2. Windows executable
We supply an windows msi for install our prototype software, which includes our implementation for FT, SR, LC, our HC, RC and saliency cut method.
3. C++ source code
The C++ implementation of our paper as well as several other state of the art works.
4. Supplemental material
Supplemental materials (647 MB) including comparisons with other 15 state of the art algorithms are now available.
Salient object detection results for images with multiple objects. We tested it on the dataset provided by the CVPR 2007 paper: “Image Segmentation by Probabilistic Bottom-Up Aggregation and Cue Integration”.
5. More results for recent methods
If anyone want to share their results on our MSRA10K benchmark (facilitate other researchers to compare with recent methods), please contact me via email (see the header image of this project page for it). I will put your results as well as paper links in this page.

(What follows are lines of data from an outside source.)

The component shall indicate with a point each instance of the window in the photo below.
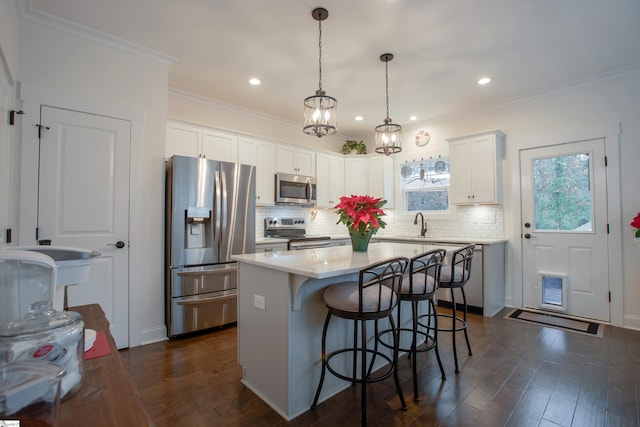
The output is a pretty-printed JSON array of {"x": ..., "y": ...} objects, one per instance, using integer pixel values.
[{"x": 425, "y": 185}]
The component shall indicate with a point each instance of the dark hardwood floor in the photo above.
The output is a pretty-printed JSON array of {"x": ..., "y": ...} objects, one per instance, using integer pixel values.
[{"x": 519, "y": 375}]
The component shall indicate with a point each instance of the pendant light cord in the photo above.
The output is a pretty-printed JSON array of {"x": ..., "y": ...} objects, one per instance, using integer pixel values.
[
  {"x": 386, "y": 67},
  {"x": 320, "y": 54}
]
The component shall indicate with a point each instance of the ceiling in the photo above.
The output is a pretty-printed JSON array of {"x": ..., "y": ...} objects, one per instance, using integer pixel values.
[{"x": 441, "y": 49}]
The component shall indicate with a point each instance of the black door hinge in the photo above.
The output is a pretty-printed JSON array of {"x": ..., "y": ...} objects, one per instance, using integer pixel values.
[
  {"x": 12, "y": 116},
  {"x": 40, "y": 127}
]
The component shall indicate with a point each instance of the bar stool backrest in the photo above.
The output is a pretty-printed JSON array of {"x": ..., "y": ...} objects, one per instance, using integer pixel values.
[
  {"x": 424, "y": 273},
  {"x": 375, "y": 281},
  {"x": 459, "y": 270}
]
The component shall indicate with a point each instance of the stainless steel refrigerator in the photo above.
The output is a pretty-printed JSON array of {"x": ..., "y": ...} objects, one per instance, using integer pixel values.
[{"x": 210, "y": 215}]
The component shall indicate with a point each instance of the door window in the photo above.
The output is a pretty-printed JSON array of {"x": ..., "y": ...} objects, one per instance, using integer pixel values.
[
  {"x": 562, "y": 193},
  {"x": 425, "y": 185}
]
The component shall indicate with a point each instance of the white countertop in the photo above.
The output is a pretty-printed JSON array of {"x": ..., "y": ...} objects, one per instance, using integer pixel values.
[
  {"x": 320, "y": 263},
  {"x": 432, "y": 239}
]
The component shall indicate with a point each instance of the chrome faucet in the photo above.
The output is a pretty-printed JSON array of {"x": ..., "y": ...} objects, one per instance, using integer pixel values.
[{"x": 423, "y": 224}]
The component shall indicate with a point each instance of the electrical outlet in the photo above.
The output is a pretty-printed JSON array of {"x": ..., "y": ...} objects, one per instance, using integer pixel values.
[
  {"x": 488, "y": 219},
  {"x": 258, "y": 302}
]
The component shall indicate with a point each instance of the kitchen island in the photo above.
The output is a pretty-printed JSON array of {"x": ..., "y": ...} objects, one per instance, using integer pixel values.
[{"x": 281, "y": 314}]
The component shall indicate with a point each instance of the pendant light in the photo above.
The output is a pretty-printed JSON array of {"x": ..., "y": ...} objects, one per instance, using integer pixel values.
[
  {"x": 320, "y": 109},
  {"x": 388, "y": 135}
]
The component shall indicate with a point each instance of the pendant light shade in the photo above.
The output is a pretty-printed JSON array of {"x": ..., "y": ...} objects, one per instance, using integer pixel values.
[
  {"x": 388, "y": 135},
  {"x": 320, "y": 109}
]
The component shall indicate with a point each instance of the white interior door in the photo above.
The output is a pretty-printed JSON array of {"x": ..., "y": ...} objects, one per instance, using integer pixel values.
[
  {"x": 564, "y": 229},
  {"x": 83, "y": 201}
]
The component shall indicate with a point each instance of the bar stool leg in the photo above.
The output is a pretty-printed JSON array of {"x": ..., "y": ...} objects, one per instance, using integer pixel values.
[
  {"x": 396, "y": 345},
  {"x": 453, "y": 329},
  {"x": 466, "y": 335},
  {"x": 324, "y": 359},
  {"x": 432, "y": 306}
]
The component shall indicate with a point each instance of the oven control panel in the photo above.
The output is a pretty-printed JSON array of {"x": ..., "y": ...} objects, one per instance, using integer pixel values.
[{"x": 275, "y": 223}]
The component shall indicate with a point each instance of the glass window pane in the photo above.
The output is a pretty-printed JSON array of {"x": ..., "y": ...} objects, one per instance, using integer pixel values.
[
  {"x": 425, "y": 185},
  {"x": 562, "y": 193},
  {"x": 437, "y": 200}
]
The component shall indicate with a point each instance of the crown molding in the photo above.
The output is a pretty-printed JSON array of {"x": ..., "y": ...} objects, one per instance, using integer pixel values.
[{"x": 29, "y": 13}]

Comparisons with state of the art methods
Figure. Statistical comparison results of (a) different saliency region detection methods, (b) their variants, and (c) object of interest region segmentation methods, using largest public available dataset (i) and (ii) our MSRA10K dataset (to be made public available). We compare our HC method and RC method with 15 state of art methods, including FT , AIM , MSS , SEG , SeR , SUN , SWD , IM , IT , GB , SR , CA , LC , AC , and CB . We also take simple variable-size Gaussian model ‘Gau’ and GrabCut method as a baseline. (Please see our paper for detailed explaintions)
|Figure. Comparison of average Fβ for different saliency segmentation methods: FT , SEG , and ours, on THUR15K dataset, which is composed by non-selected internet images.|
Table. Average time taken to compute a saliency map for images in the MSRA10K database. (Note that we use the authors original implementations for MSS and FT, which is not well optimized code.)
Table. Comparison of average time for different saliency segmentation methods.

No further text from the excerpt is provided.